Dicho esto, mi madre se rompió a llorar. Yo estaba atónito. Me costó creerlo. Traía a mi mente la imagen de mi abuelo, todo lo que hizo por mí y los cachorros, y me parecía que eran dos personas totalmente distintas. Empezaba a entender por qué siempre habló de una mala fortuna con las mascotas. Una pieza más del rompecabezas era encontrada. Don Aparicio, como lo expresó en la carta, no me lo dijo para evitar el dolor que le causaba. Yo juzgaba a mis padres por su actitud, pero nunca me había dispuesto a conocer la raíz de aquellas acciones.

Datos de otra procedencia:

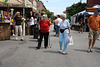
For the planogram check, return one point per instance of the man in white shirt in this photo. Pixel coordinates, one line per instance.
(31, 25)
(58, 25)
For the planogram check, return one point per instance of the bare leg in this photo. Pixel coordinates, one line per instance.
(90, 41)
(93, 43)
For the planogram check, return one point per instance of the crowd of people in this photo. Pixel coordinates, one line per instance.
(61, 28)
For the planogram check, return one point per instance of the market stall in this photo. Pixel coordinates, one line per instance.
(4, 31)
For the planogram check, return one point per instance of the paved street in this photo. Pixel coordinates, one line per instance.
(23, 54)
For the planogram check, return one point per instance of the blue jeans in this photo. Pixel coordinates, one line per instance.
(57, 30)
(63, 37)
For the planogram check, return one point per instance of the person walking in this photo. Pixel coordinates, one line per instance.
(58, 25)
(65, 32)
(55, 24)
(44, 25)
(81, 26)
(18, 25)
(94, 26)
(32, 25)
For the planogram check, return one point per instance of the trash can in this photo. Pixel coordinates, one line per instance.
(36, 33)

A pesar de lo sabido, y de lo que había meditado, no los justificaba. Mi deseo de tener a Foamy conmigo podía más que cualquier cosa. Foamy era lo único que me interesaba. Me fui al cuarto para cambiarme de ropa, y al estar ahí no pude evitar detenerme a ver la taza en la que siempre tomaba café. Aquella taza era especial y a Foamy le agradaba cada vez que la usaba. Aunque la taza era negra, sabía que, con un poco de calor, descubría lo que la hacía bella: el dibujo de Coraje. Pensé en que así también pasaba con las personas, que al igual que la taza necesitaba del calor para mostrar su belleza, así también las personas necesitan del amor para sacar lo mejor de su interior. Medité en que Coraje, aun siendo un perro cobarde, actuaba con valentía porque poseía el amor. Para buscar y salvar a mi Foamy necesitaba el amor. Cuando estuve listo y salí de mi cuarto, Bryan apareció en la puerta de mi casa y me invitó a salir en busca de la perra cuanto antes. Su rostro denotaba pavor. No dije nada a mis padres y salí de la casa apresurado, dejándome conducir por Bryan.
—Conozco a la persona que tiene a Foamy —dijo—. Es amigo de mi tío y sé cuáles son sus intenciones. Ambos trabajan en el zoológico y temo lo que puedan hacer con ella.
—¿Qué es Bryan? ¿Qué oculta ese zoológico?
—Luego te cuento —afirmó. Entendí que no quería decírmelo para que mantuviera la calma, pero mi mente ya se ocupaba de la pieza faltante del rompecabezas.
Salimos a lo inmediato. Él iba adelante y yo veía su espalda. En ello encontraba mi seguridad, puesto que ver alrededor hacía peor mi angustia. Los miedos me asaltaban desde cada rincón. Es curioso como a veces tienes tantos años de vivir en un lugar y aún desconoces varios de sus sitios. Aquella sensación de ansiedad que embargaba a mi corazón, aun yendo con Bryan, me había llevado a permanecer inmutable a pesar de caminar por senderos que hacía mucho tiempo no había transitado. Quizás, por los recuerdos de mi niñez, había una vaga idea de cómo podía estar aquel barrio oculto, al cual muchas personas no iban por estar tan cerca de los barrancos que había que cruzar para llegar a las montañas, y donde el río encontraba sus niveles más bajos. Solían decir que al bajar por ellos se encontraban algunas cuantas quebradas que servían de afluentes y que era fascinante la estadía por ahí para disfrutar un rato ameno después de una bañada en las frías aguas de aquel misterioso riachuelo. Las quebradas eran en sí atractivas, sobre todo por la idea de darte un buen remojón lejos de la agitada ciudad, pero los barrancos eran temidos por la fama que se había corrido de haber sido conquistados por los vagos, que inmersos en su frenesí, se drogaban en esos senderos, volviéndose una amenaza para toda persona que pasara cerca de ellos. Ya eran varios los casos de violaciones y asesinatos que se habían producido en aquellos alucinantes precipicios. Sin embargo, ahí íbamos nosotros, con la remota esperanza de que los vagos resultaran ser viejos amigos con los que tantas veces habíamos jugado al baseball.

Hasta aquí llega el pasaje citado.